People from the Hindu community hold signs to condemn the attack on a century-old Hindu temple in northwestern Pakistan.
People from the Hindu community hold signs to condemn the attack on a century-old Hindu temple in northwestern Pakistan, during a protest outside Supreme Court building in Karachi, Pakistan, Dec. 31, 2020.

ISLAMABAD - Authorities in northwestern Pakistan have removed 12 police officers from service and penalized 45 others for not preventing an Islamist mob from setting ablaze and destroying a minority Hindu temple. 
 
On December 30, about 2,000 activists of a religious party attacked the temple in the remote Karak district of Khyber Pakhtunkhwa province.  
 
A high-powered investigation into the incident found that the enraged mob had entered the Hindu place of worship without any intervention by police personnel deployed to guard the property.  
 
The findings released late Thursday said that the 12 police officers were fired because they “ran away” instead of trying to protect the temple from the mob attack. 
 
“They are found guilty of the charges. They show[ed] cowardice, negligence and irresponsibility in the discharge of their official obligations,” the report said. It stressed that these acts “caused disrepute” to the police department. 
 
Provincial police chief Sanaullah Abbasi said that 45 additional police personnel have also been given “minor punishment” and 33 of them have been suspended from the service for a year.  
 
The provincial government has announced it would reconstruct the historic temple.  
 
Earlier this month, Pakistan’s Supreme Court also ordered the rebuilding of the Hindu place of worship and asked authorities to make those who staged the destructive attack pay for the reconstruction. The court is due to conduct a fresh hearing in the case next week. 
 
The Hindu community was renovating and expanding the temple complex with the permission of local administration, but the plan enraged a local radical Muslim cleric and led his supporters to attack the property.  
 
A swift police crackdown, using videos of the vandalism released on social media,  arrested dozens of rioters, including the cleric who is accused of inciting the mob attack. 
 
Hindus represent approximately 1.6% of majority-Muslim Pakistan, a country of about 220 million people. 
 
Attacks on Hindu places of worship and those of other minorities in the country are not uncommon.
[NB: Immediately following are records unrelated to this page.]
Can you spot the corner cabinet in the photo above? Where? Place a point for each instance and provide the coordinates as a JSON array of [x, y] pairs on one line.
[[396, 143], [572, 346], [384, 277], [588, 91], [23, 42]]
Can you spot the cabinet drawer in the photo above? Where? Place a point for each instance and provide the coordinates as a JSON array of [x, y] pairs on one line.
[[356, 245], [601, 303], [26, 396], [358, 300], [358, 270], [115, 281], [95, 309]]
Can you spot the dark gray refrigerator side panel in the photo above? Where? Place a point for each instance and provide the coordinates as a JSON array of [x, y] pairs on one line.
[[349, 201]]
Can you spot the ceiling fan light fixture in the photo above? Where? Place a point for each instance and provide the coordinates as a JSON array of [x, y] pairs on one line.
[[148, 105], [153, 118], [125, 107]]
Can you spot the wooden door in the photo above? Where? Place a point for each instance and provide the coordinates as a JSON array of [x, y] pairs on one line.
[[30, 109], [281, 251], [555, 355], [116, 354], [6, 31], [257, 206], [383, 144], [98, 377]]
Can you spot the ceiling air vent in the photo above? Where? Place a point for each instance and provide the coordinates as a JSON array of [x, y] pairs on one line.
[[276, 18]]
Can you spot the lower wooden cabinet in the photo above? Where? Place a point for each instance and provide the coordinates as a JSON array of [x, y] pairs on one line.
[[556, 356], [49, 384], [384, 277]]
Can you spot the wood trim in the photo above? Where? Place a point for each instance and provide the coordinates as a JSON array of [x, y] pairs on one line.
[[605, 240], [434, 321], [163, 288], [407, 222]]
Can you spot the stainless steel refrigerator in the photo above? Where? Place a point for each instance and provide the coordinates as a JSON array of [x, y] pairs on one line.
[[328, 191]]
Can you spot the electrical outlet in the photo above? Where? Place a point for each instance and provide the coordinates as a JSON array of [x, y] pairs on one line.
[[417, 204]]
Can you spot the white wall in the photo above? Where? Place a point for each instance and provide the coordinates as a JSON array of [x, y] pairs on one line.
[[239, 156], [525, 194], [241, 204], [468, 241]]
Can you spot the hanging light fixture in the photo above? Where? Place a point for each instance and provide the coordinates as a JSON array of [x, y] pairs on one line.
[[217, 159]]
The violence, say critics, is often encouraged by the Islamic country’s strict blasphemy laws.  
 
In December 2020, the U.S. Commission on International Religious Freedom published a report that found Pakistan had the most cases of state enforced blasphemy laws, with 184 cases identified between 2014 and 2018.  
 
The U.S. subsequently renewed Pakistan’s designation as a “country of particular concern” for its “systematic, ongoing, and egregious violations of freedom of religion or belief.” 
 
The Pakistani government rejected the U.S. designation as “arbitrary” and the outcome of a “selective assessment” and raised “serious doubts about the credibility of the exercise."